Powers on stage in 2022.
Powers on stage in 2022. Photograph: Scott Dudelson/Getty Images

Seemingly a magnet for chaos, pulverising noise and unpredictable drug addicts, Powers soon found himself in the Bad Seeds. It was at the peak of Nick Cave’s heroin addiction, when he was living in Berlin and could often be found strutting around with a handgun. Powers played on the albums Tender Prey and The Good Son, with the former an especially torrid time. “Professionally I was on the up but everyone was in a downward spiral and crashing,” he says. “When I started writing about this period I was like, ‘Wow, that was fucking awful.’” He writes about an afterparty that ended up in his hotel room where “people were fucking and shooting up”; the police raided the hotel after Alexander Hacke from Einstürzende Neubauten started throwing glasses into the swimming pool.

Soon Powers’ spiritual home, the Gun Club, was calling again. “I was caught between the devil and the deep blue sea,” Powers writes. “Between Nick Cave and Jeffrey Lee Pierce.
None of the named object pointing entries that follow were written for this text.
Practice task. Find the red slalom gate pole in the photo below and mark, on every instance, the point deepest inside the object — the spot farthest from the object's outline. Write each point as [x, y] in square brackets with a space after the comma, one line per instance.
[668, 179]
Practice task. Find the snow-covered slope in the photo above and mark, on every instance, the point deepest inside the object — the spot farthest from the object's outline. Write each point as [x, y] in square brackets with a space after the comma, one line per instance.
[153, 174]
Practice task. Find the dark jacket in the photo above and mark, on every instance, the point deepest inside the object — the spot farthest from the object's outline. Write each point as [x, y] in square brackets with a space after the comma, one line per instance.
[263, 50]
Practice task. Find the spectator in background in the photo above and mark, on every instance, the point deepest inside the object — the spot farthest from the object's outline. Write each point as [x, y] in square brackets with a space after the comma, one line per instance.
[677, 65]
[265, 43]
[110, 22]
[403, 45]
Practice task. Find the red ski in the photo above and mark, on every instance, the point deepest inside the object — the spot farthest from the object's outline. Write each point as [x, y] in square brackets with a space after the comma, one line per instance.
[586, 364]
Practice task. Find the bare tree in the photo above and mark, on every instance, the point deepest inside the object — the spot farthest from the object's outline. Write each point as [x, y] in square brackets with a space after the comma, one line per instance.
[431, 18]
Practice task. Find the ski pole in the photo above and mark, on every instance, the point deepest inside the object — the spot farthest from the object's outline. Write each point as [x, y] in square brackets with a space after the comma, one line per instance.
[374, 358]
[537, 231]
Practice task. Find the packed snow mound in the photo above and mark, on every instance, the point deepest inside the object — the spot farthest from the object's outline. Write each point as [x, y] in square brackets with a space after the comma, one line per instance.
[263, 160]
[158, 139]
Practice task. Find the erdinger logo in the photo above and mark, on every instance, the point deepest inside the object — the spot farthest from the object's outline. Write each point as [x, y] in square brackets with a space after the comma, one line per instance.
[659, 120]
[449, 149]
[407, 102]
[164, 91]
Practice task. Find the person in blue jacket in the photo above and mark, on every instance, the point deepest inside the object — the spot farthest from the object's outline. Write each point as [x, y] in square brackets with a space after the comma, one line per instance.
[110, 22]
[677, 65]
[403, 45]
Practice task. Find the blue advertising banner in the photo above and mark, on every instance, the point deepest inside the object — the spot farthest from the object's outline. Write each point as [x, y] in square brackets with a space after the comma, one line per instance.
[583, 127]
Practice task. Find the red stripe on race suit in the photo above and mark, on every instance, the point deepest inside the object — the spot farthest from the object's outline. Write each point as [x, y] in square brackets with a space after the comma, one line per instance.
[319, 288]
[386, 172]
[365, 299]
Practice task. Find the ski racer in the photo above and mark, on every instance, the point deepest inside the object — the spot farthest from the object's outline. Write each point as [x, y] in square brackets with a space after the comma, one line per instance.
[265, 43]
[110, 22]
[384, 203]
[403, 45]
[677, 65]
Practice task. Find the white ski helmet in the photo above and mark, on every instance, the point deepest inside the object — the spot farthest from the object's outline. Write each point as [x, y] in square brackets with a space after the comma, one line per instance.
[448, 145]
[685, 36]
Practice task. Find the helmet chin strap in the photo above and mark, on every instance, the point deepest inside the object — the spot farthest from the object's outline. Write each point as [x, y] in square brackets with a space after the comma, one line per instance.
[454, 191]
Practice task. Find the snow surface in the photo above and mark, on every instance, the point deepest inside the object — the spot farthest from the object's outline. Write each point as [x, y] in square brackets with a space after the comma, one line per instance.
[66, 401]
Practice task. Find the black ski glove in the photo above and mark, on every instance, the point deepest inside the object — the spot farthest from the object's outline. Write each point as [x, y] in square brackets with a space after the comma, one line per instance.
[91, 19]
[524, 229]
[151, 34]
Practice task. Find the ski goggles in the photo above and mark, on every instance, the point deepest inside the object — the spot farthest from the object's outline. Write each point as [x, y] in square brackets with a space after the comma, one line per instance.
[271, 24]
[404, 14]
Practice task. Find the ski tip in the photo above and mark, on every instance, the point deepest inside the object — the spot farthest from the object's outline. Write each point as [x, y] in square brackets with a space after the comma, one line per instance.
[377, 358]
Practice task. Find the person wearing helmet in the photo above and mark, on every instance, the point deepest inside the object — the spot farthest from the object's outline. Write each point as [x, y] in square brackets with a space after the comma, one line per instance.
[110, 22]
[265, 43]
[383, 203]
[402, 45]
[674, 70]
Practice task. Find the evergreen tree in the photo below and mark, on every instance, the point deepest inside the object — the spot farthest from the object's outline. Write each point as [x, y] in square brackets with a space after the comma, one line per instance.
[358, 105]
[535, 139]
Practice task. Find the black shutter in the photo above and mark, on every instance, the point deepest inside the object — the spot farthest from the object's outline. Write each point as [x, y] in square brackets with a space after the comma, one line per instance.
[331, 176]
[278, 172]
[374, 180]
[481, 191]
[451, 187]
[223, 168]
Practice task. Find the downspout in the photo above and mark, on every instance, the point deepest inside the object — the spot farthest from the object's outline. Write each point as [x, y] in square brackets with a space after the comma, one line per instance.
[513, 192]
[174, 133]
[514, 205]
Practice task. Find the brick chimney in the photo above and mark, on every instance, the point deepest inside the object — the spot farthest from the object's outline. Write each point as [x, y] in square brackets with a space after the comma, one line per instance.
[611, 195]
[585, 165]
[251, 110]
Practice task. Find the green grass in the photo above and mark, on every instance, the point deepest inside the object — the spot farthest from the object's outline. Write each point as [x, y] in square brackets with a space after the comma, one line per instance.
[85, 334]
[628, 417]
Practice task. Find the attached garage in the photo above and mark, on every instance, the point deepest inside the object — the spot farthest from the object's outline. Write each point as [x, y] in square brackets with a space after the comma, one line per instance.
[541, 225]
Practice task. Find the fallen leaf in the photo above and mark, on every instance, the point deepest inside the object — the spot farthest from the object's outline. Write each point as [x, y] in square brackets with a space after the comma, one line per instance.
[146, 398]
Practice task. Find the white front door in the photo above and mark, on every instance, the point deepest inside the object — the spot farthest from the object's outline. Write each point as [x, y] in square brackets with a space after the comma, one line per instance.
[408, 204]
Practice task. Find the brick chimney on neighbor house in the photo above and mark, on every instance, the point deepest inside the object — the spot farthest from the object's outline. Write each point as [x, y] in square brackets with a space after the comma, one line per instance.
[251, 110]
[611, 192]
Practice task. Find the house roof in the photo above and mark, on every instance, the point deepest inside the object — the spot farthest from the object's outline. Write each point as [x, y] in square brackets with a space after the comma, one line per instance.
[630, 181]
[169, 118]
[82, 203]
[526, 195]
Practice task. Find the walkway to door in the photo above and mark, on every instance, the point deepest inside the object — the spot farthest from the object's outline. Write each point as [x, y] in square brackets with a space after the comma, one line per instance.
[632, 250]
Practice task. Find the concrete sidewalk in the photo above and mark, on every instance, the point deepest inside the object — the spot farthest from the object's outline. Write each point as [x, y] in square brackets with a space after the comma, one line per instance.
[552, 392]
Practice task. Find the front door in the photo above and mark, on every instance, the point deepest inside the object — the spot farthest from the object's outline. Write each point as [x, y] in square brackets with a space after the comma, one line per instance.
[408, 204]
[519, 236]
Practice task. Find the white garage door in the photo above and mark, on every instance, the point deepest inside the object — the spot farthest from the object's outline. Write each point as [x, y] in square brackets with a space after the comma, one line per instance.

Both immeasurably brilliant and tortured artists, both extremely fucked-up, high-maintenance individuals.” When Cave’s then girlfriend Bunny OD’d and died, it proved a moment of clarity for Powers. He entered Narcotics Anonymous. Bunny’s death, he says, “brought back all the feelings of senselessness, frustration, and anger that had overwhelmed me when Theresa was murdered”.

The Gun Club finally petered out in 1995 and a year later Pierce died of a brain haemorrhage, age 37. Powers ends his book in tribute to Pierce, even skipping over the band he’s fronted since 2009, the excellent garage-rock groove outfit the Pink Monkey Birds.

“The main thrust of everything was my relationship with Jeffrey,” he says. “There are many ways people look at Jeffrey: drug addict, own worst enemy, talented, tortured, all somewhat true, but he was also an incredible friend, teacher, dreamer and amazing visionary. I felt privileged to be in his company while he was on earth. I owe everything to him. I miss him. Just from our fandom, we created magic.”

• Some New Kind of Kick: A Memoir by Kid Congo Powers is published 20 October on Omnibus Press.